MEP 16 -- Compaction
Current state: Under Discussion
ISSUE: https://github.com/milvus-io/milvus/issues/9530
PRs:
Keywords: datacoord, segment, compaction
Released:
Summary
Milvus needs a compaction mechanism to merge small segments and remove deleted rows to save disk space.
Motivation
There are many ways to generate small segments:
DataCoord will auto flush a segment when it is opened for a long time(eg. 24hours)
Users may call flush manually
And deleted rows should be removed after they are not used anymore.
So we have 2 targets:
Merge small segments to improve query efficiency
Remove deleted rows to save disk space
Public Interfaces
We will add a compaction interface in sdk to start a compaction.
Design Details
Some preset conditions:
We do compaction at channel&partiton level.
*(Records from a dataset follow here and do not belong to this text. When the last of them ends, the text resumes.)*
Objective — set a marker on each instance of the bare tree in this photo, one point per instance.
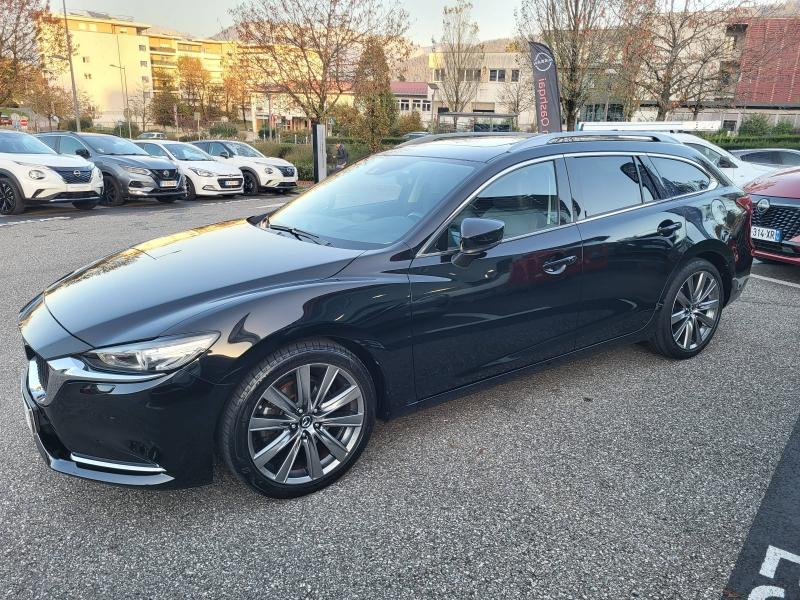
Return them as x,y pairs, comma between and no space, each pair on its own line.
581,34
308,50
460,56
686,44
27,30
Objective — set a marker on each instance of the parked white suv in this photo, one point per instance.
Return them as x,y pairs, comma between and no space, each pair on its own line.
260,172
31,172
739,171
204,175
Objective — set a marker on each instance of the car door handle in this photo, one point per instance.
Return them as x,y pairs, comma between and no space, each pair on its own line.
557,266
668,228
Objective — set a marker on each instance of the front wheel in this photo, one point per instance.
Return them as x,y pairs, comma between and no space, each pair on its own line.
690,315
11,201
299,420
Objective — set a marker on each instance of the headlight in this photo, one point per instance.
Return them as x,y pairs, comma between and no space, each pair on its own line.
137,170
164,354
Because a segment is generated at channel&partiton level.
Delta log and insert log is at segment level.
Delta log and insert log in time-travel range should be saved.
Segment has a max size(limited by memory size).
We divide compaction task to 2 phases.
We merge insert and delta logs in the first phase:
Considering time-travel, we only merge segments outside the time-travel range.
When to trigger a compaction:
After a flush
The time interval from the last compaction is greater than max_ compaction_ interval
call compaction manually
How to choose segments:
The size of all delta logs is bigger than max_delete_binlog_size
deleted rows / total rows >= compaction_delta_binlog_ratio
We merge segments in the second phase:
The time period of time travel may be very long, such as dozens of days, so it is still necessary to merge small segments within the scope of time travel.
When to trigger a compaction:
After a segment flush, if the total number of segments less than 1/2*max_segment_size at channel&partition level exceeds the compaction_ segment_ num_ threshold.
The time interval from the last compaction is greater than max_ compaction_ interval
call compaction manually
How to choose segments: greedy algorithm‘
Some details:
Only merge flushed segments
We choose the max dml position of merged segments as the dml position of the new generated segment.